Step-style uterus vignette
- Endometrial carcinoma at 41, family history of early colon cancer → screen for Lynch.
Diagnostic testing: what to do and what results mean
Tumor screening tests (common workflow)
- IHC (immunohistochemistry) for MMR proteins:
- Loss of staining suggests which gene is affected
- Example: Loss of MLH1/PMS2 often pairs together; MSH2/MSH6 often pair together
- MSI testing (PCR-based):
- MSI-high supports MMR deficiency
Key Step nuance: Lynch vs sporadic MLH1 loss
- If MLH1 is absent, check for:
- BRAF V600E mutation or MLH1 promoter hypermethylation → supports sporadic origin (classically in older patients)

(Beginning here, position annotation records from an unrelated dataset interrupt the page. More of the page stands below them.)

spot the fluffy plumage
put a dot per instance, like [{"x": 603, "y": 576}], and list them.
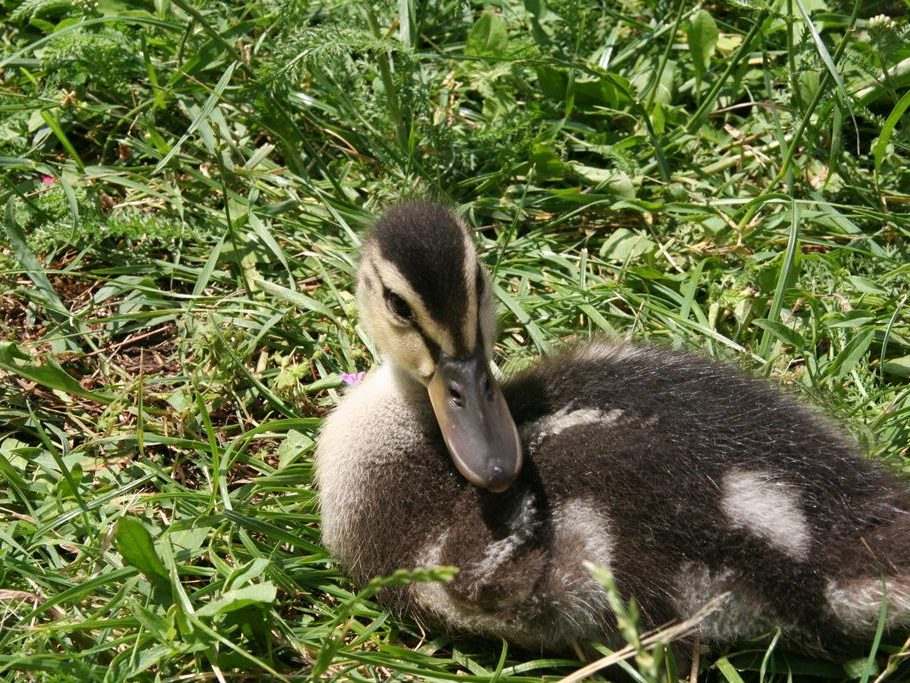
[{"x": 684, "y": 477}]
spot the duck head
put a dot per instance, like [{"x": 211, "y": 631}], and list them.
[{"x": 425, "y": 300}]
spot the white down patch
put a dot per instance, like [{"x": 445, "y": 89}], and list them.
[
  {"x": 857, "y": 602},
  {"x": 755, "y": 501},
  {"x": 534, "y": 433}
]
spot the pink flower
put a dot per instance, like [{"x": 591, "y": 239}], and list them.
[{"x": 349, "y": 378}]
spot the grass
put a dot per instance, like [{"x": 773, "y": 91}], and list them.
[{"x": 184, "y": 185}]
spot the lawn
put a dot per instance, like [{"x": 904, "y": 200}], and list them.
[{"x": 185, "y": 184}]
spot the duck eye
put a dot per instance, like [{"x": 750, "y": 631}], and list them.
[{"x": 399, "y": 306}]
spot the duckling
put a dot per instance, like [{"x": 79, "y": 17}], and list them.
[{"x": 688, "y": 480}]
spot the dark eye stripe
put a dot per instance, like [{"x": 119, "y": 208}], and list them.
[{"x": 398, "y": 306}]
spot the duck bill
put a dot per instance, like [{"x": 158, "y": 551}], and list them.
[{"x": 475, "y": 422}]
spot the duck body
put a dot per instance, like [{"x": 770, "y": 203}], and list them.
[{"x": 686, "y": 478}]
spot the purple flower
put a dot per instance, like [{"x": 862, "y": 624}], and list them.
[{"x": 349, "y": 378}]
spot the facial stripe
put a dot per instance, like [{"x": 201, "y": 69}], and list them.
[
  {"x": 430, "y": 250},
  {"x": 391, "y": 281}
]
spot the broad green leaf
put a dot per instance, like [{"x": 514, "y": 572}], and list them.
[
  {"x": 884, "y": 137},
  {"x": 201, "y": 118},
  {"x": 850, "y": 355},
  {"x": 624, "y": 245},
  {"x": 547, "y": 163},
  {"x": 702, "y": 34},
  {"x": 260, "y": 593},
  {"x": 134, "y": 542},
  {"x": 488, "y": 36},
  {"x": 781, "y": 332},
  {"x": 899, "y": 367},
  {"x": 605, "y": 179},
  {"x": 48, "y": 373}
]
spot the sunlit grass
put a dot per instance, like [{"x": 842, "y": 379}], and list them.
[{"x": 184, "y": 186}]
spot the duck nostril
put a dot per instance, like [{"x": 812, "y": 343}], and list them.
[{"x": 455, "y": 397}]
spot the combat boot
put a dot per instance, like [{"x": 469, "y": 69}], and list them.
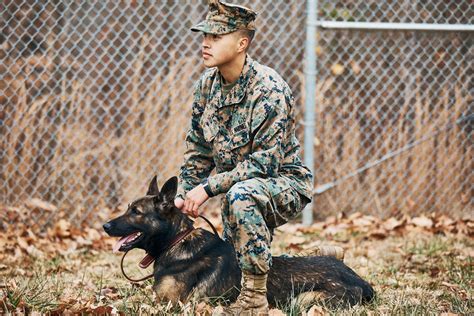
[
  {"x": 252, "y": 300},
  {"x": 332, "y": 251}
]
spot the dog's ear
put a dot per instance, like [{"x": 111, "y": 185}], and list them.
[
  {"x": 153, "y": 187},
  {"x": 168, "y": 191}
]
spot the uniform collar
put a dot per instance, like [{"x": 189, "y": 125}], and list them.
[{"x": 238, "y": 91}]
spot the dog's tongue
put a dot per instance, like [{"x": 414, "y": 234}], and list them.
[{"x": 123, "y": 240}]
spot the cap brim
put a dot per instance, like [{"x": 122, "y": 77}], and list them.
[{"x": 210, "y": 28}]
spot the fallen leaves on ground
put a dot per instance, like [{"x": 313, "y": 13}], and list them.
[{"x": 22, "y": 243}]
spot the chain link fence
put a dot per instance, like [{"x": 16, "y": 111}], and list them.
[
  {"x": 95, "y": 98},
  {"x": 393, "y": 134}
]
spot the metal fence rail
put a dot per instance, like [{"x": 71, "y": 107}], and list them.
[{"x": 95, "y": 98}]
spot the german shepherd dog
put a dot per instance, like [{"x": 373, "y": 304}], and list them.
[{"x": 202, "y": 265}]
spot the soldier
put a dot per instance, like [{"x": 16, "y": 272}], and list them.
[{"x": 242, "y": 126}]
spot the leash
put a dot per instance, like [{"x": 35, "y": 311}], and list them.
[{"x": 149, "y": 259}]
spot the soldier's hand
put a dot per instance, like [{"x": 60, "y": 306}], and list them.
[
  {"x": 194, "y": 199},
  {"x": 179, "y": 203}
]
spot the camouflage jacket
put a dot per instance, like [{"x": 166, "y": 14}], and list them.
[{"x": 248, "y": 133}]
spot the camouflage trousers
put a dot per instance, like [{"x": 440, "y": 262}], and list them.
[{"x": 251, "y": 209}]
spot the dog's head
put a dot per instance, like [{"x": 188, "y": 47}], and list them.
[{"x": 150, "y": 221}]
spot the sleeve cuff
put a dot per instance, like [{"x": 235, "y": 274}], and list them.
[{"x": 208, "y": 190}]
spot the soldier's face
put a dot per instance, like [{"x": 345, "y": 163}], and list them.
[{"x": 219, "y": 50}]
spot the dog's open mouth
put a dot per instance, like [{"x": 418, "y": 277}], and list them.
[{"x": 127, "y": 242}]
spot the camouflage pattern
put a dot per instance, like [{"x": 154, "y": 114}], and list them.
[
  {"x": 248, "y": 137},
  {"x": 250, "y": 212},
  {"x": 224, "y": 18}
]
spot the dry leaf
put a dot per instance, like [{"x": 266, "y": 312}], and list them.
[
  {"x": 392, "y": 223},
  {"x": 316, "y": 310},
  {"x": 62, "y": 228},
  {"x": 275, "y": 312},
  {"x": 22, "y": 243},
  {"x": 422, "y": 221}
]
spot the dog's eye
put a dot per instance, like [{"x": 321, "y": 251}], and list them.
[{"x": 135, "y": 210}]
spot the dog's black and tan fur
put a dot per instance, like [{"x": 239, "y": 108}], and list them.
[{"x": 203, "y": 265}]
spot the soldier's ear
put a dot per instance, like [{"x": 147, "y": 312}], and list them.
[{"x": 153, "y": 187}]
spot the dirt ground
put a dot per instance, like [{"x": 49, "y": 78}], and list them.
[{"x": 421, "y": 265}]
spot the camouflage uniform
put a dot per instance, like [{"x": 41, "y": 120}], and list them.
[{"x": 248, "y": 137}]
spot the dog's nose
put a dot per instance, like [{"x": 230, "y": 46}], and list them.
[{"x": 107, "y": 226}]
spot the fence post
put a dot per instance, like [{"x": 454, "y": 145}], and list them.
[{"x": 310, "y": 88}]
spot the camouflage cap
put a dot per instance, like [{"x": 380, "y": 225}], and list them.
[{"x": 226, "y": 18}]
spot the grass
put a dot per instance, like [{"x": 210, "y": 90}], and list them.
[{"x": 414, "y": 274}]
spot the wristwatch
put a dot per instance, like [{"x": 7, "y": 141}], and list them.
[{"x": 206, "y": 187}]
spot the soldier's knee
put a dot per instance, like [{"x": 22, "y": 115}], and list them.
[{"x": 244, "y": 196}]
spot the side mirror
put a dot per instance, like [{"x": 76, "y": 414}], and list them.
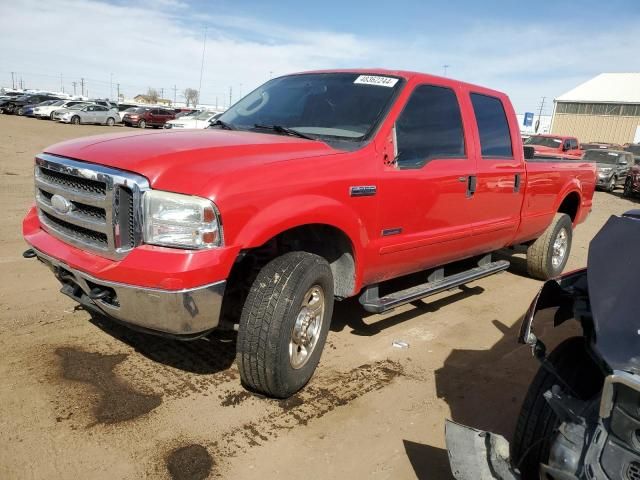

- No BRAF mutation / no hypermethylation → more suspicious for Lynch
Why MSI matters clinically (one-liner you can use)
MSI-high tumors generate lots of neoantigens → often respond well to immune checkpoint inhibitors (anti–PD-1).
(You don’t need oncology-level detail for Step 1, but Step 2 loves the “MSI-high → immunotherapy-sensitive” association.)
Rapid-fire USMLE facts (printable)
- Inheritance: AD
- Mechanism: MMR defect → MSI
- Colon location: Right-sided predominance
- Biggest extra-colonic cancer: Endometrial
- Notable variant: Muir–Torre = sebaceous tumors + visceral malignancy
- Testing: IHC for MMR proteins + MSI testing
- Sporadic mimic: MLH1 hypermethylation (often BRAF+)
Mini “comparison table” for memory: left vs right colon cancer patterns (tie-in)
| Feature | Right-sided (proximal) | Left-sided (distal) |
|---|---|---|
| Presentation | Occult bleeding → iron deficiency anemia | Obstruction, change in stool caliber |
| Lynch association | Yes (high-yield) | Less classic |
| Typical gross | Exophytic, polypoid | Annular “napkin-ring” lesion |
Take-home shareable summary (tweet-length)
Lynch = AD mismatch repair defect (MLH1/MSH2/MSH6/PMS2) → MSI-high → early RIGHT-sided colon cancer + endometrial cancer (+ ovarian, gastric, urothelial, sebaceous).